Much like the carbon-copied movie scenes from “The Big Chill” where friends gather in the kitchen and cook together, food has the amazing ability to create a recipe for love. This love I speak of is the love of life and celebration... an appetite we all must have single or otherwise to get the full enjoyment out of being ourselves and at peace with our own company.
Dining out is the most wonderful opportunity for food and beverage to release the vulnerability of a person’s soul and find one’s true-self. While some people take up hobbies to ‘bond’ with others or their inner-workings, food can be a great learning experience in the connection with your soul and with others. Some people use it as a facade to hide behind or means of self-torture and self-loathing, but usually it’s a drug in itself for a ‘cure-all’ to pain.
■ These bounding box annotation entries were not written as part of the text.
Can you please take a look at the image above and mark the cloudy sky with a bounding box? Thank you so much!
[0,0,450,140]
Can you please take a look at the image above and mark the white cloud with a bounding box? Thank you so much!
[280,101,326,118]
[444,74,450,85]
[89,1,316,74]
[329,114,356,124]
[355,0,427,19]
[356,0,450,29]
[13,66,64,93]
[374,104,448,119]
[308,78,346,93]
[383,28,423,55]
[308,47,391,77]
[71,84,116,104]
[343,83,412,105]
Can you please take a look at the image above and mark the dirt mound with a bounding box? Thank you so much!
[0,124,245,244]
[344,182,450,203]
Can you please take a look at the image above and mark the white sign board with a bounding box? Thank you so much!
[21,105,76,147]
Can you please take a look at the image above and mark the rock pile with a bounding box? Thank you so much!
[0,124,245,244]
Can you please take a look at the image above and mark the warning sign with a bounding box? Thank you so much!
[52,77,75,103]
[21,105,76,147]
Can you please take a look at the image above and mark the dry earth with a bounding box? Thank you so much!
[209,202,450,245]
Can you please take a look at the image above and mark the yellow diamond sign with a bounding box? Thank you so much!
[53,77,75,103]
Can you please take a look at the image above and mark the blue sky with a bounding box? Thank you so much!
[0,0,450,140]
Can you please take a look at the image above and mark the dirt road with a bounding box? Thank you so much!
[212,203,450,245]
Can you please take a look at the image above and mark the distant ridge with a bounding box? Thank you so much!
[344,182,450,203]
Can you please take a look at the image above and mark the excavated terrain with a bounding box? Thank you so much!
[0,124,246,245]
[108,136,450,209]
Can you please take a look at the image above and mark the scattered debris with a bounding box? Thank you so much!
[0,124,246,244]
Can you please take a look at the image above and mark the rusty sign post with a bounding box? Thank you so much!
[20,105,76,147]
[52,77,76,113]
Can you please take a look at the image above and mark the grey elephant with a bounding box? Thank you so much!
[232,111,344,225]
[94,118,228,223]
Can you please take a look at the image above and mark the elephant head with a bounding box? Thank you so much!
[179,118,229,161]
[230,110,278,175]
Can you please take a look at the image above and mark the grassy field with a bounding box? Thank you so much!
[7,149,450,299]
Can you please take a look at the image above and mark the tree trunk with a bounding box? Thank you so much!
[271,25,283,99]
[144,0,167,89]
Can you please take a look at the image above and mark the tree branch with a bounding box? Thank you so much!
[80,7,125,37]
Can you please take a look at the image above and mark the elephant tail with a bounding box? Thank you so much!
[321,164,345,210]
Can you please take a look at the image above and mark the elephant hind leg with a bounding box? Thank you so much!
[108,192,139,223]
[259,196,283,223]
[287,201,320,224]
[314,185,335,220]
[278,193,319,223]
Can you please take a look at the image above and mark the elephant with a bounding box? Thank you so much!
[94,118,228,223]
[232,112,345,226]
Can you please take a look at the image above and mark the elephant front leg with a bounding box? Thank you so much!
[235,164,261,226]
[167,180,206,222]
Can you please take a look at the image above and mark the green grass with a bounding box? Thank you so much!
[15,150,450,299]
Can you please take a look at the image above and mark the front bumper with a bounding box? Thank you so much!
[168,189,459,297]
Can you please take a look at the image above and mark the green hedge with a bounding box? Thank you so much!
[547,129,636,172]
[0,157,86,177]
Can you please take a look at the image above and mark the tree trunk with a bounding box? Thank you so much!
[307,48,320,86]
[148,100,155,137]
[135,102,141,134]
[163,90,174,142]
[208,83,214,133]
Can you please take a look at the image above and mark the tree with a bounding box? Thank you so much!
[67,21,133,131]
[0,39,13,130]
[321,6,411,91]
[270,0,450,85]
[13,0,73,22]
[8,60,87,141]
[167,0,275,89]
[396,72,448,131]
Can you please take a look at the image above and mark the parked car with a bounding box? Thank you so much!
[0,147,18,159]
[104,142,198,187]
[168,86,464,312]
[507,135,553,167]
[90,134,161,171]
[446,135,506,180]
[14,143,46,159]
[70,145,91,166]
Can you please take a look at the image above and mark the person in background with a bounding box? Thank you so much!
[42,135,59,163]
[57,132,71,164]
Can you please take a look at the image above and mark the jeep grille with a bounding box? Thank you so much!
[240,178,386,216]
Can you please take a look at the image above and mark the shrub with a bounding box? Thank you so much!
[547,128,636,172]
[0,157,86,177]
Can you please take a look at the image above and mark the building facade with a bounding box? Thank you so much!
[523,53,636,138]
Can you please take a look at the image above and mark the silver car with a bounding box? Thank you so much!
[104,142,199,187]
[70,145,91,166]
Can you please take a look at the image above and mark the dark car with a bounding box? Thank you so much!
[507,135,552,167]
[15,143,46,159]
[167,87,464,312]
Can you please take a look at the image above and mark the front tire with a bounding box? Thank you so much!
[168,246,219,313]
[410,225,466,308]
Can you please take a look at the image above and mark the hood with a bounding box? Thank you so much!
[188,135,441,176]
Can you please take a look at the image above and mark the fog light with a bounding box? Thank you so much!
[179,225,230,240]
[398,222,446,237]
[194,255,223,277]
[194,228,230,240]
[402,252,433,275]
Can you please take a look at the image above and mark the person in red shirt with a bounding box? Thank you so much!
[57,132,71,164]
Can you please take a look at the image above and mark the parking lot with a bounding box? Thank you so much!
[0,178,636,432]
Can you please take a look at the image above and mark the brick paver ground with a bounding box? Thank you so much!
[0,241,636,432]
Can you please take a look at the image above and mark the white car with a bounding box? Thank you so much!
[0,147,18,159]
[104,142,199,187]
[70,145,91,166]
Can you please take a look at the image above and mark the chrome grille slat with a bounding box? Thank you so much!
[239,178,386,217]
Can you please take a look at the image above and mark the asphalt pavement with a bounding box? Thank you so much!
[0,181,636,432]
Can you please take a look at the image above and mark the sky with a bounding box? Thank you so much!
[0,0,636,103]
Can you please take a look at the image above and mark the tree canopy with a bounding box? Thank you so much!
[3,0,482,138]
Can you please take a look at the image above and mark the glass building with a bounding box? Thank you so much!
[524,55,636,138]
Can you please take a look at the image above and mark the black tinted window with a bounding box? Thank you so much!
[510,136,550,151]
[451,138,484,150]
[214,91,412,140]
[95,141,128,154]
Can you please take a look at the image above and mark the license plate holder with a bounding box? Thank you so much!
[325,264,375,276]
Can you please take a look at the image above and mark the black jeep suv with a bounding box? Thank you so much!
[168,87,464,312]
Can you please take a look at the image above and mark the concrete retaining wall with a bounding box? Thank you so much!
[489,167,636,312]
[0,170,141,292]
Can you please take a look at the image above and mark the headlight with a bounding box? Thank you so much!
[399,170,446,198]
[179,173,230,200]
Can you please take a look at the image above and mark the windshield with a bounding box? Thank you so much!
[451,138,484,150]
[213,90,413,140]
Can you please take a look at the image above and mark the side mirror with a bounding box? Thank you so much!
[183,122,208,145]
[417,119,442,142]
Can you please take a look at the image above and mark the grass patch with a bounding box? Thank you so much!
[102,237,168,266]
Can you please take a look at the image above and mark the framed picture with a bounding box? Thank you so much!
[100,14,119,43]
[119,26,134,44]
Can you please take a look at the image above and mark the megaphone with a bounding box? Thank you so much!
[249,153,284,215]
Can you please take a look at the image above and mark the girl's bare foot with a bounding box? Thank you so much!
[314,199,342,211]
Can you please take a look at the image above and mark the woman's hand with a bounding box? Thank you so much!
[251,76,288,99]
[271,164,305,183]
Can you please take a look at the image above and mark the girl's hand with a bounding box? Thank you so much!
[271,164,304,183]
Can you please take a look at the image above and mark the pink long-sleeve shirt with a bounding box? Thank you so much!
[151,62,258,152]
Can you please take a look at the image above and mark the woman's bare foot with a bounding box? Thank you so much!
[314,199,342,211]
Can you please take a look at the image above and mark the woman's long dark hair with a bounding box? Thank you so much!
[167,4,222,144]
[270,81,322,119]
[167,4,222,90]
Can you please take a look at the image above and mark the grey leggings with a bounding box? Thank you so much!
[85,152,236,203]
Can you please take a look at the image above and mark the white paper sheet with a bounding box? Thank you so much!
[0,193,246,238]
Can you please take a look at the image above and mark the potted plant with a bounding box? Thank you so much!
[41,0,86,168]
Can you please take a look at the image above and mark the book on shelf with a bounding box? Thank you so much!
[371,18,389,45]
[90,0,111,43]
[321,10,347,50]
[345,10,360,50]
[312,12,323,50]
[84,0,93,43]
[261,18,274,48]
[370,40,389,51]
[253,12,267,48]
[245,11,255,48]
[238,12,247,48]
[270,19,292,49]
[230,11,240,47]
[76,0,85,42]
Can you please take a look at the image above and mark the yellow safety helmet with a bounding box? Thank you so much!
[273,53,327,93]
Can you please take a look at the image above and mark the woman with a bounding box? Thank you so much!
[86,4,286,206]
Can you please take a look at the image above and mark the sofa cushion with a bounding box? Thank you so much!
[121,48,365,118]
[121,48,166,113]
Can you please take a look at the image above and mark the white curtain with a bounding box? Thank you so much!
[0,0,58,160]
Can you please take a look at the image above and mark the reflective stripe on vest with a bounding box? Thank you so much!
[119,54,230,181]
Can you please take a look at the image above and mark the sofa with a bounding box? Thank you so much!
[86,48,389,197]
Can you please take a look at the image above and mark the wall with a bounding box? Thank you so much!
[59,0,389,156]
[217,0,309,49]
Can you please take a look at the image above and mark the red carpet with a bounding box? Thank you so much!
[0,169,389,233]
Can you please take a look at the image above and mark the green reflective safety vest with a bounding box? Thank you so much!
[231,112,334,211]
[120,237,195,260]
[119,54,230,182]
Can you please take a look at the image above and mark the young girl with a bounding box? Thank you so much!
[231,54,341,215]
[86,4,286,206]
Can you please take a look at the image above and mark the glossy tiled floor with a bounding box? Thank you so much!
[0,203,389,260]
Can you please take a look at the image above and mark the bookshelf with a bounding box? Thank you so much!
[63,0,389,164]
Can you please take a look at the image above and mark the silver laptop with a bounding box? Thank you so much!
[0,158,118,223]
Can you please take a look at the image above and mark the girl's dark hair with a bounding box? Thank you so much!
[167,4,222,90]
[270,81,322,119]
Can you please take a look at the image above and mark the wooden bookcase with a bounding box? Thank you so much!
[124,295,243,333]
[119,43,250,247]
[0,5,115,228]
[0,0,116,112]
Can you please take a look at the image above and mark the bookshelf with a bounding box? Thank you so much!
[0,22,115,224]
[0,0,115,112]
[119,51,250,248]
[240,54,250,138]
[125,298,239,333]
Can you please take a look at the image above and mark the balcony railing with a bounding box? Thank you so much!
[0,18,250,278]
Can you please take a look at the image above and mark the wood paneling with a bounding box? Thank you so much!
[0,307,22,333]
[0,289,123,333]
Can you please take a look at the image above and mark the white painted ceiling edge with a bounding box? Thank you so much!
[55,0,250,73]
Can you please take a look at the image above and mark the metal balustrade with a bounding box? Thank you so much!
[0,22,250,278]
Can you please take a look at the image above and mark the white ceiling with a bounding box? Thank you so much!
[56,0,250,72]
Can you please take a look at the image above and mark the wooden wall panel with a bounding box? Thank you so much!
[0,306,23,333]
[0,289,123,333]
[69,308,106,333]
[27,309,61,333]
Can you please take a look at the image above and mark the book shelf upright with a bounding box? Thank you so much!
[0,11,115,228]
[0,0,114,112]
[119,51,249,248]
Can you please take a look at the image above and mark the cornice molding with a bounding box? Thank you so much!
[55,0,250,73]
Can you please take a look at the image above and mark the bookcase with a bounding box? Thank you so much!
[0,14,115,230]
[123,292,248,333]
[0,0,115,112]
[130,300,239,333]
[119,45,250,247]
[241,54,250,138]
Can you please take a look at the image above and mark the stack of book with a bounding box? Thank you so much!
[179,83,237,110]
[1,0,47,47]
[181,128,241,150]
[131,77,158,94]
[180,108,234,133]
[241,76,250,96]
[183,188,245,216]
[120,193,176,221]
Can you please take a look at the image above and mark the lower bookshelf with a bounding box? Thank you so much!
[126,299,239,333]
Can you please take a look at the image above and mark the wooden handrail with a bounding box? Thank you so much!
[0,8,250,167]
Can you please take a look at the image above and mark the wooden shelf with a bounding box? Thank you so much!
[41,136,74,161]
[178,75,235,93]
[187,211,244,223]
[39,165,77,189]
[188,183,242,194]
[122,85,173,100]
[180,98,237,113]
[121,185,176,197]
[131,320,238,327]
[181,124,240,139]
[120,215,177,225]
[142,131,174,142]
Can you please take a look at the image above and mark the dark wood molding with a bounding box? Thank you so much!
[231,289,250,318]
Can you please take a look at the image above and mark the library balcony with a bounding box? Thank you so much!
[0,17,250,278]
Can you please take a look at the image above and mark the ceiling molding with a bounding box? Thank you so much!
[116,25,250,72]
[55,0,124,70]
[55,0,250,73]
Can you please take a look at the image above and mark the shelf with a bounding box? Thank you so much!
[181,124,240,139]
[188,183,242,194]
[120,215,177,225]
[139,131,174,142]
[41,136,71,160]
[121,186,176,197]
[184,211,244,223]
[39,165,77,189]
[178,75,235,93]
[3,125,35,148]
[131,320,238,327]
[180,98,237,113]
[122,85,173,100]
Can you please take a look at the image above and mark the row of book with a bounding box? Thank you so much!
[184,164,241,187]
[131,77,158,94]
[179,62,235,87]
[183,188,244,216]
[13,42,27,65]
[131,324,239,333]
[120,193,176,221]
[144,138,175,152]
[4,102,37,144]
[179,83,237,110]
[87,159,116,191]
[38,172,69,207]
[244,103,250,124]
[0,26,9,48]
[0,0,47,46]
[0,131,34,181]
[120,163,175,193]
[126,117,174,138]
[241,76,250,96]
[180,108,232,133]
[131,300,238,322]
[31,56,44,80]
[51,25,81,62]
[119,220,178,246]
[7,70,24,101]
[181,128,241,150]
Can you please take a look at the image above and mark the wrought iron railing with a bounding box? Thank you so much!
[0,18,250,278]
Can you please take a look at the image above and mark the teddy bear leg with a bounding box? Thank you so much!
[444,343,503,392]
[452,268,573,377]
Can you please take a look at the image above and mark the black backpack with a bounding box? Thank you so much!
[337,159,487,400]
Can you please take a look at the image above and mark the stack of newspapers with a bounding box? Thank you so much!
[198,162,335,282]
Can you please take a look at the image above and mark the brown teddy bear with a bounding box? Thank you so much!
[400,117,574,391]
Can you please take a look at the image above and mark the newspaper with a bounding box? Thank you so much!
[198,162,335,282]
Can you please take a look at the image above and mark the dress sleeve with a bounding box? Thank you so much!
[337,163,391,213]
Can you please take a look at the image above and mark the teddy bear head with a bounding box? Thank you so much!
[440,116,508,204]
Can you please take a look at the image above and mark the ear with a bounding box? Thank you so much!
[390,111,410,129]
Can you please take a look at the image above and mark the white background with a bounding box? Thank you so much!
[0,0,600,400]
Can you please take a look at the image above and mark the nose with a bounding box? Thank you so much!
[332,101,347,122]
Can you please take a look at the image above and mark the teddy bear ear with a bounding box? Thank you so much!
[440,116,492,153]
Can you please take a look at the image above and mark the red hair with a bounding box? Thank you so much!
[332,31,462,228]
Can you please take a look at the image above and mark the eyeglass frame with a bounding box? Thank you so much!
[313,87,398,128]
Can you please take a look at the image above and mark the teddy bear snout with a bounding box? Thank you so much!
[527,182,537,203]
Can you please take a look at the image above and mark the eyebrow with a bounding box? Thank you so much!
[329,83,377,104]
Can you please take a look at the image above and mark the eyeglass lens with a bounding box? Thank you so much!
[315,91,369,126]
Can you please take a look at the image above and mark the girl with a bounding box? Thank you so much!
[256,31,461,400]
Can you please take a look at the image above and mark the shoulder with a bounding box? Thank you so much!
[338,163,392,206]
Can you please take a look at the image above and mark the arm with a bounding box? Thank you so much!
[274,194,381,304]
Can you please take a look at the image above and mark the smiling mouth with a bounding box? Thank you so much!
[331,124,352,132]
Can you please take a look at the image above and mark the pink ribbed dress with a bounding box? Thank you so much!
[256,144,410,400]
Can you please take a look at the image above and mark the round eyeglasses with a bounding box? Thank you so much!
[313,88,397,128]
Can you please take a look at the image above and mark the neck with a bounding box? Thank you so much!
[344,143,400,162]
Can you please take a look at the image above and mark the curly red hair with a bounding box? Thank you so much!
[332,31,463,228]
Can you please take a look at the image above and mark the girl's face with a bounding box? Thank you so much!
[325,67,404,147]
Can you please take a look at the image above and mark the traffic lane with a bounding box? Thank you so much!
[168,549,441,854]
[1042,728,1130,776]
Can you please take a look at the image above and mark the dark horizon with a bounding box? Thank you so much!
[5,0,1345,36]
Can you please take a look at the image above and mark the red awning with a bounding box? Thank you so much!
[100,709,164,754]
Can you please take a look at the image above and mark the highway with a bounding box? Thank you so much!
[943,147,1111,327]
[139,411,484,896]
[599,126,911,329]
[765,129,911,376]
Single or not, a number of factors weigh in on love based on how we embrace life as it relates to the food we eat. Sound kinda silly?
Whether you enjoy the spicy or the savory, the sweet or the tangy -food is an adventure and is reflective of one’s openness, willingness to taste life. You can choose to chew and digest or swallow whole and get indigestion. From smooth easy-to-swallow textures that go-down-easy and vibrant visually appealing colors, to the merging of cultures and techniques and applied methods of manipulation, food parallels our behavior and relationship values in preferences on a surface level, but deeply into the subconscious of how we devour life and love.
I am a slow eater. I don’t rush. I savor. I enjoy. And I have an appetite, but I do not abuse myself by overindulging. I get hungry and I satisfy the hunger. I am selective, reflective and cherish my choices. I value this system for what it is. And while this mirrors how I treat food, it also mirrors how I embrace myself acceptance in order to be at peace with everything, which in-turn leads to how I feel about loving people, friends, family, a special romantic partner, the world I live in and the choices I’ve made for my life, my career and my personal existence.
So now when I order a la carte, an entree or the 7-course wild tour into comatose heaven leading up to dessert, I realize life offers choices very similarly. It can be the greatest thing since sliced bread, a bowlful of cherries, a cheesy moment, totally bananas, chicken-like and fearful, the apple of your eye, egg on-your-face, a peachy deal, a bunch of bologna, an opportunity squashed to pieces, nutty, a true lemon, a long running ‘cereal’ OR something you can milk and juice to death and just roll with the punches.
It’s the food of life. Life is love. Love is food for the spirit. Anyone hungry?